Не перебивали бабы гневную Прасковьину речь. Пользовалась Прасковья среди них большим уважением, — что удивительно было — редко ее ругали. Да и ругать-то было не за что: вся жизнь ее и вся работа на виду.
Прасковья так настроила баб, что, казалось, проголосуй сейчас Алексей о закрытии церкви, кто знает, пожалуй многие подняли бы руки, но тут внезапно вмешался Скребнев. Позавидовал ли он, что Прасковья произвела на баб такое сильное впечатление, или думал, что поможет делу, — неизвестно. А начал, как обычно: резко, решительно, обозвал баб контрреволюционерками, пригрозил арестами. А они, помня наказы мужиков: «Вам ничего не будет», опять подняли крик. Мало того, что не дали Скребневу говорить, все настойчивее и громче стали требовать, чтобы техник разорвал акт и чтобы отдали ключи. Некоторые двинулись на сцену, потрясая кулаками. В это время выступил Авдей. Он был сильно озлоблен. Речь Прасковьи задела его за живое.

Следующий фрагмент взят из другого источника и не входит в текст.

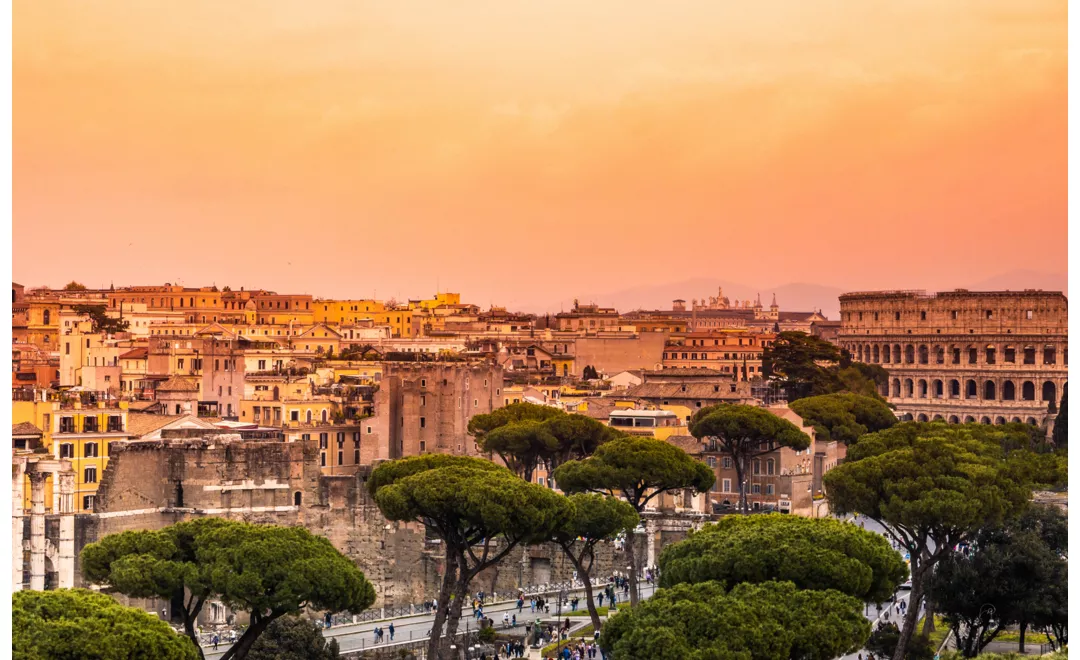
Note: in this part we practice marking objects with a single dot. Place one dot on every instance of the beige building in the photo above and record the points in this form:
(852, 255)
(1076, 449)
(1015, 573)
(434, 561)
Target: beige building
(962, 357)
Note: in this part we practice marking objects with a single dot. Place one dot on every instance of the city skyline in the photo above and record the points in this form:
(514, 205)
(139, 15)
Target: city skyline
(369, 148)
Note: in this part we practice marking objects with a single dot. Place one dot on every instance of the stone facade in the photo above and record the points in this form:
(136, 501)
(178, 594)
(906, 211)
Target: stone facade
(424, 408)
(984, 357)
(191, 473)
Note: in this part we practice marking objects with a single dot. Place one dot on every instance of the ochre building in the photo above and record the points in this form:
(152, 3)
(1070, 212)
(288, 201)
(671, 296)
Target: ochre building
(961, 357)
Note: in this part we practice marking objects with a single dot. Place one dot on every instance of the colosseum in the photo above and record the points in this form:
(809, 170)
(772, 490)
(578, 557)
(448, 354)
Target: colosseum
(960, 355)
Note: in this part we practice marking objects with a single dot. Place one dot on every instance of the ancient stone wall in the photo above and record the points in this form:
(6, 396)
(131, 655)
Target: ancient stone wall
(984, 357)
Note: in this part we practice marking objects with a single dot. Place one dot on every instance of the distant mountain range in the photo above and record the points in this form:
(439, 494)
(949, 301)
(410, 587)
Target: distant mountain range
(797, 296)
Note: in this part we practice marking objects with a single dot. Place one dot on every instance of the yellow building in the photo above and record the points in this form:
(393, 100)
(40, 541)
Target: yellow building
(79, 433)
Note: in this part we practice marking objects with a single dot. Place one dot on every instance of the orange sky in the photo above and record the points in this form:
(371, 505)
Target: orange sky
(524, 151)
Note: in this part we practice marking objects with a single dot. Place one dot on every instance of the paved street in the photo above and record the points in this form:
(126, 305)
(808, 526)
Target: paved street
(359, 636)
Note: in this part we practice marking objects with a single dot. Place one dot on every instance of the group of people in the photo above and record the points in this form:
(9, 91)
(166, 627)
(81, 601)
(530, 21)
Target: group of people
(579, 651)
(379, 633)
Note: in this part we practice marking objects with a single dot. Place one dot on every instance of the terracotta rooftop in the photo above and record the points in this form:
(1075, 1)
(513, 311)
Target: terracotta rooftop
(25, 428)
(140, 423)
(177, 385)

Говорил он без всяких прибауток и улыбочек, хмуро насупив брови.
— Сельсовет насильственно закрыть церковь права не имеет! В семнадцатом году церковь отделена от государства. Не было декретов на закрытие церквей. Самовольничать не позволят!.. Стыдно возмущать сердца верующих! В артель вгоняют — дело другое. Там физический труд, а тут дело души. Мысли верующих оставить в покое, не трогать. Прибегать к обману массы, как делает техник, позорно!
— Техника подпоили! — взвизгнула мать Авдея.
— Подпои-и-или-и!
— Тише! — зычно осадил кричавших Алексей. — Дайте человеку высказаться.
— Сказать, подпоили, — огульно. Надо разузнать. Но смета — для запугивания. Весь ремонт плотники сделают за двести рублей. Сделают аль нет? — крикнул Авдей в толпу.
— Сделают! — ответил мужской голос.
Алексей глянул в ту сторону, откуда раздался неожиданный ответ, и кровь бросилась в лицо. Там Гаврила… Староста не замечал испытующего взгляда Алексея и тихо перешептывался с бабами, насмешливо кивая на сцену. По лицу старосты расплывалось довольство. Он не скрывал своей радости, что вышло все так, как задумал.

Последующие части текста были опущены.